Xray image showing osteoarthritis


  • Pain and occasional swelling of the great-toe joint.
  • Discomfort is deep inside the joint and aggravated by walking.
  • A hard bony mass (dorsal bunion) may be present above the joint, this may rub on shoes.
  • A perceived stiffness of the joint with difficulty raising the heel off the ground.
  • There is sometimes considerable pain with the first few steps after arising.
  • The pain is often intermittent, with exacerbations following certain activity levels.
  • Abnormality in foot function, particularly a pronated or flat foot.
  • Family history of the problem.
  • There may be a history of previous trauma to the joint.
  • Mal-alignment of the joint secondary to a bunion (hallux valgus) deformity.
  • Generalized laxity of the ligaments.
  • Previous surgery on the great toe (first metatarsal-phalangeal) joint.
  • A long or elevated first metatarsal segment.
  • Abnormally shaped joint surfaces.
What you can do
  • Wear sensible shoes with good arch support and a fairly firm sole.
  • Stiff-soled hiking-type boots will decrease flexion across the joint and diminish irritation.
  • If tolerated, take an over-the-counter anti-inflammatory drug such as ibuprofen when the joint is painful.
  • Change your activities or sports to ones that are less stressful on the joint. For example swim instead of jog.
  • Consult your podiatrist for a proper evaluation which will probably include x-rays.
What the doctor may do
  • Inject steroid and local anesthetic into the joint to reduce inflammation.
  • Prescribe modifications to your shoes.
  • Prescribe functional orthotics to correct faulty foot function, and diminish irritation to the joint.
  • Recommend surgery to improve function or relieve pain.
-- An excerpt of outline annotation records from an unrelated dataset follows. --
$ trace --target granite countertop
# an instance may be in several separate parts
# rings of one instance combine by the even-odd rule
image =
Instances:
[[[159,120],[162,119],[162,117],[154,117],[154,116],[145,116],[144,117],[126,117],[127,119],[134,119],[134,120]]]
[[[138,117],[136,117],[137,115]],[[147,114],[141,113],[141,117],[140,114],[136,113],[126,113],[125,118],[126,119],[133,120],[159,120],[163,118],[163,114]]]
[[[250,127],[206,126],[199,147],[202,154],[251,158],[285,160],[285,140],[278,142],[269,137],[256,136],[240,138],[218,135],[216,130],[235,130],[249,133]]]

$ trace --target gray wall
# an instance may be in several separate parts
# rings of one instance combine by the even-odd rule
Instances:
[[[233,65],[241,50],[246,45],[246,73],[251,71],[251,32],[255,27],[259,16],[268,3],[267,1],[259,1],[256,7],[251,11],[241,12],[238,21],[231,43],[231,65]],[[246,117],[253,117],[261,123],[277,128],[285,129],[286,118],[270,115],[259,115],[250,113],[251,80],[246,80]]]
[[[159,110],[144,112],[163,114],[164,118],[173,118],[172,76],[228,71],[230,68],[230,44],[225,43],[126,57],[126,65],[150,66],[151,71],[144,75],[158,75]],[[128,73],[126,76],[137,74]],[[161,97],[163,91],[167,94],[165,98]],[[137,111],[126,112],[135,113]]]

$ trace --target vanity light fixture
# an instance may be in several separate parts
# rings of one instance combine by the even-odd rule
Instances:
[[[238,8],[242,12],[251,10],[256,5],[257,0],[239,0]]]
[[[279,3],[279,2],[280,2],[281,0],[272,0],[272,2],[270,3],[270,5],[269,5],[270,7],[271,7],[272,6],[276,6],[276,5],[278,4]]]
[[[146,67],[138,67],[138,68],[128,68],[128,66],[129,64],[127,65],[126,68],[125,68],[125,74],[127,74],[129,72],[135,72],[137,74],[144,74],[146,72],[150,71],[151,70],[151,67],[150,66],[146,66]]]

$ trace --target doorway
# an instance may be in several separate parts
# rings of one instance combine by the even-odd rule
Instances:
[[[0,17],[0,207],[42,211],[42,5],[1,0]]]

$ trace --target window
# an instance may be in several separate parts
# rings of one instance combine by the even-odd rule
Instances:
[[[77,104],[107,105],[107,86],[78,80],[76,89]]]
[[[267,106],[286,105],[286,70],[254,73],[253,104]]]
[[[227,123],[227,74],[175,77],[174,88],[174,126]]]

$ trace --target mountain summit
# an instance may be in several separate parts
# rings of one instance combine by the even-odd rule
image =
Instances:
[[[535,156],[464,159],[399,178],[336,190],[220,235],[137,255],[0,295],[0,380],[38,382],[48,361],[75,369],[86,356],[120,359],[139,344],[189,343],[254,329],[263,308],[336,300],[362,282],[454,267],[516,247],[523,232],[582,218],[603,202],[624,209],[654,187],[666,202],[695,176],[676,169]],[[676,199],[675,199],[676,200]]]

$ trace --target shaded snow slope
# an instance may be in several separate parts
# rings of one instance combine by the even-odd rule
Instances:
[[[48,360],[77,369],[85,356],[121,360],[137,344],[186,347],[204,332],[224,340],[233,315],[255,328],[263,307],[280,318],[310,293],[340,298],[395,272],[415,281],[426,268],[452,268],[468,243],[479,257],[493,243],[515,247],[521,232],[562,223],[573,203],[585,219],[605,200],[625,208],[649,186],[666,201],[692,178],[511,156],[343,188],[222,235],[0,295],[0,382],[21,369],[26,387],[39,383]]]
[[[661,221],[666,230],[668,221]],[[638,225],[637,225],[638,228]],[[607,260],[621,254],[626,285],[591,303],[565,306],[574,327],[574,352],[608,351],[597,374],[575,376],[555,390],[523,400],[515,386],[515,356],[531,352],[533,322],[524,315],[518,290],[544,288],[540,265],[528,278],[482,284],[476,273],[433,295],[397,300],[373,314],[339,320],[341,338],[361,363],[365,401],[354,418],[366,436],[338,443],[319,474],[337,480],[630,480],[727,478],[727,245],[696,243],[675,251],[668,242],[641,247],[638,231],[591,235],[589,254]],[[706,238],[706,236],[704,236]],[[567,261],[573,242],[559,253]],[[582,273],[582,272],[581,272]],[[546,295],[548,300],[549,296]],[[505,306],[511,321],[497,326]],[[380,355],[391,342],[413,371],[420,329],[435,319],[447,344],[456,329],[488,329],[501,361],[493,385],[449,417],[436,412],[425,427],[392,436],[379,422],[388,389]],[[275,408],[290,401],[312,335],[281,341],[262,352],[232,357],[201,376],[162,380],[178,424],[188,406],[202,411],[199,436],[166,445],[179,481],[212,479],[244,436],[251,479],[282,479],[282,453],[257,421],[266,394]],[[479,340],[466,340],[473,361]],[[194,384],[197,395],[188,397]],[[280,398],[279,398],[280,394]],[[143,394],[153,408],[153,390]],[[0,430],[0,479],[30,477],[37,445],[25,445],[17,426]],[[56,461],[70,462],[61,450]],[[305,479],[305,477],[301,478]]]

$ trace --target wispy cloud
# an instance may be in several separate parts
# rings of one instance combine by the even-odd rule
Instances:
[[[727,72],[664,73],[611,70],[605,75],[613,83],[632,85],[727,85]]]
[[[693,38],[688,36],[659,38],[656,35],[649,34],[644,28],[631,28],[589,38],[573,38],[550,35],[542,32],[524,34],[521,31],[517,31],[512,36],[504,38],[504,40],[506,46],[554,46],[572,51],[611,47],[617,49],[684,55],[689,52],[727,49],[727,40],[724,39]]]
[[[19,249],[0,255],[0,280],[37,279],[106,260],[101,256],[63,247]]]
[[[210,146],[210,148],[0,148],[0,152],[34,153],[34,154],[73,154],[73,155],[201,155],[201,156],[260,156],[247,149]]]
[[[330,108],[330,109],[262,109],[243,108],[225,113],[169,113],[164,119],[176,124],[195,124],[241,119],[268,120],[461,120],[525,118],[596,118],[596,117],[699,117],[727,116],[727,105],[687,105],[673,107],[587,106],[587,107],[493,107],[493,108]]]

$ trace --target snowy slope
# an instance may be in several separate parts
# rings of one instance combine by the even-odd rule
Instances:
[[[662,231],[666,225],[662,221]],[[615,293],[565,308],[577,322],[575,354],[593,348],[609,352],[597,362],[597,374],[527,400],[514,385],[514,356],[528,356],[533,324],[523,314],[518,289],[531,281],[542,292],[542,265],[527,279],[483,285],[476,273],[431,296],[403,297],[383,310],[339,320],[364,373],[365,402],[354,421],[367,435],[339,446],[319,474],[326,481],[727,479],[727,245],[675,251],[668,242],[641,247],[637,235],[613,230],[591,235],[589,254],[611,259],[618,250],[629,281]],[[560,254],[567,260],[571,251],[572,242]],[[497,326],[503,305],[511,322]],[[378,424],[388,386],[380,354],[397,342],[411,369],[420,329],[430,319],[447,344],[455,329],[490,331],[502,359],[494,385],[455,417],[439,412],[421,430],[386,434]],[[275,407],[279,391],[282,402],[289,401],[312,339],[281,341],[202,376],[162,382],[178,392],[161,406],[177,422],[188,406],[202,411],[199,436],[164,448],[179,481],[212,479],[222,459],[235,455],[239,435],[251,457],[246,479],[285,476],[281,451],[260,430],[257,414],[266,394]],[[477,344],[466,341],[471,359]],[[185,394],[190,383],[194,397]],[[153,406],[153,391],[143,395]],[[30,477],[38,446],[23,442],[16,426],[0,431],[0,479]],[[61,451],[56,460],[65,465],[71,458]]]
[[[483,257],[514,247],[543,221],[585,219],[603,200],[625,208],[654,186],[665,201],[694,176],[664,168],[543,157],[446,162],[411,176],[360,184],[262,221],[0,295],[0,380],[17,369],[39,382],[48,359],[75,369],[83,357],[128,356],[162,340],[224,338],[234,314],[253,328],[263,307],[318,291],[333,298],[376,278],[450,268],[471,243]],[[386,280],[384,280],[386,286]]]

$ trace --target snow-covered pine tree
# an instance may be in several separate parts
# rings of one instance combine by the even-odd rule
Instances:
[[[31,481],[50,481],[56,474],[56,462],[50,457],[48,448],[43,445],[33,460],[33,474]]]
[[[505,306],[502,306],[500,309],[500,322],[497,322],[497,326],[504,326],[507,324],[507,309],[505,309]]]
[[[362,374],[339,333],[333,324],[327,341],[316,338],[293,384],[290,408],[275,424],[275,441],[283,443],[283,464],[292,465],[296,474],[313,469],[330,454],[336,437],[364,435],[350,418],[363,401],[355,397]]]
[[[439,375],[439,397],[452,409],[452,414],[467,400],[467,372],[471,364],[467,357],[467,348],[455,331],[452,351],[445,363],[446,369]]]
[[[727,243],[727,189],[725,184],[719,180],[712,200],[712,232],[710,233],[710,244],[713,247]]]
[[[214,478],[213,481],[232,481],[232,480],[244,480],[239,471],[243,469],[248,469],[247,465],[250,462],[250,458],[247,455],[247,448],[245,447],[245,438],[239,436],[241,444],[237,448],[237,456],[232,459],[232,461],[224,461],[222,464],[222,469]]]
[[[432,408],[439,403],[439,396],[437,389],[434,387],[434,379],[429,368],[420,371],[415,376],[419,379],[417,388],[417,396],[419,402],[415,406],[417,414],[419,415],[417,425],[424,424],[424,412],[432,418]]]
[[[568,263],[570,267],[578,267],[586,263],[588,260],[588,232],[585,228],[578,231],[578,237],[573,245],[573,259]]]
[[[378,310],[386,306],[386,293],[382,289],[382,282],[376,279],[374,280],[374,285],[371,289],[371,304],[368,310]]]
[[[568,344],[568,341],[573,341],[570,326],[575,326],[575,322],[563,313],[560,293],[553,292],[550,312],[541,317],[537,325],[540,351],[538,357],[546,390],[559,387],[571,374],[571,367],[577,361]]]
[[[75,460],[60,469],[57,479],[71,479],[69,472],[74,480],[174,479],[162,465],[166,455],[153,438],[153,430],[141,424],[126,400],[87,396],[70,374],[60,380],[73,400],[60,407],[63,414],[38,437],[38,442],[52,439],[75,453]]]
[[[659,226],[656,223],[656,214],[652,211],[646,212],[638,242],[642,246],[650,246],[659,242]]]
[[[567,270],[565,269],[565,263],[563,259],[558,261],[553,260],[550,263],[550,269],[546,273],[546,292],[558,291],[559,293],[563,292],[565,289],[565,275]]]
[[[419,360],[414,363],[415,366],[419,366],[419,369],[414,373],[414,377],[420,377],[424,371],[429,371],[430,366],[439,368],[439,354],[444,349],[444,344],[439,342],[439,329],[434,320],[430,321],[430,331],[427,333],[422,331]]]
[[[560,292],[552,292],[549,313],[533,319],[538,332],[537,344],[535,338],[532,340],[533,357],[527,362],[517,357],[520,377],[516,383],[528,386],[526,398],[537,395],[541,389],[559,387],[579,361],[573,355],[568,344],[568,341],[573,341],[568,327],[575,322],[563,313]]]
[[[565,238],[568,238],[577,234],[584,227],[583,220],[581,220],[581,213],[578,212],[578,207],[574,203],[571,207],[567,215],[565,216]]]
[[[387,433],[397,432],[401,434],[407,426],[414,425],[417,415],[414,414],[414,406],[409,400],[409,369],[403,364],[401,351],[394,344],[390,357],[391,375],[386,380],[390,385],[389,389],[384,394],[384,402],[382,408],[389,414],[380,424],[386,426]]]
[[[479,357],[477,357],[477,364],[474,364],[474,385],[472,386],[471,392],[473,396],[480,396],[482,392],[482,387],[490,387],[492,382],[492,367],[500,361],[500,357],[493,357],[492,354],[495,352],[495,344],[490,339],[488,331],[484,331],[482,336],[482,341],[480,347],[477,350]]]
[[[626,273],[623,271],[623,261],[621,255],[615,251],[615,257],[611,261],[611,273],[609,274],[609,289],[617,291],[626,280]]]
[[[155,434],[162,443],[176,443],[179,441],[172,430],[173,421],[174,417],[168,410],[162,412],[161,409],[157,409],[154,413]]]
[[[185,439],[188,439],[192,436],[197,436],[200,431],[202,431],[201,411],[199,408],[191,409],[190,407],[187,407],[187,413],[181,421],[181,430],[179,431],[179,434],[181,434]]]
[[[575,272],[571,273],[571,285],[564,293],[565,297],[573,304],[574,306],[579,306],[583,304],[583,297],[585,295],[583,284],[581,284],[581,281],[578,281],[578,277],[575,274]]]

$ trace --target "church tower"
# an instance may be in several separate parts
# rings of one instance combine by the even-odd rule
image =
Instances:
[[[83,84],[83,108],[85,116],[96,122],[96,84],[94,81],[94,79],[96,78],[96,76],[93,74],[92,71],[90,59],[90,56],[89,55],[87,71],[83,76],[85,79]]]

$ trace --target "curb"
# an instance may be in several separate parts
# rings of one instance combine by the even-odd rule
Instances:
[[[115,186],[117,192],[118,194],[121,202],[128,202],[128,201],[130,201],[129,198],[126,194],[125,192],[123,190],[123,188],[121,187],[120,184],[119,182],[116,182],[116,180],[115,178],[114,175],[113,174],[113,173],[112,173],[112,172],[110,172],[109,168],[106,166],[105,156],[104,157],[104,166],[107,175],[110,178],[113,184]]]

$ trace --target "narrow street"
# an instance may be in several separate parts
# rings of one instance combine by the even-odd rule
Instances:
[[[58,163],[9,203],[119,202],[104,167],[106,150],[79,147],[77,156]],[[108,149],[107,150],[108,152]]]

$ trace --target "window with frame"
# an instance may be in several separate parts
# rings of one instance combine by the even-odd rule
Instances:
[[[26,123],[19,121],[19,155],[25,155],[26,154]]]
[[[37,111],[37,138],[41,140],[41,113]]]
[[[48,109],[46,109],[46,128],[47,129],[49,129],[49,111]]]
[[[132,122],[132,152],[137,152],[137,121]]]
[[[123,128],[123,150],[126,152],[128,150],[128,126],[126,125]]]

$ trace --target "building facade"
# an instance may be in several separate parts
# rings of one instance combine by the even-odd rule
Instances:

Other causes of pain at the great toe joint
  • Bunion deformity (hallux valgus)
  • Injury to the soft tissue structures around the first metatarsal-phalangeal joint.
  • Fracture of the great toe or first metatarsal.
  • Tight shoes may cause pain at an otherwise normal joint.
  • Sesamoiditis, this is an inflammation of one or both small bones which rest in tendons under the first metatarsal-phalangeal joint.
  • Conditions such as gout, rheumatoid arthritis, and infection of the joint.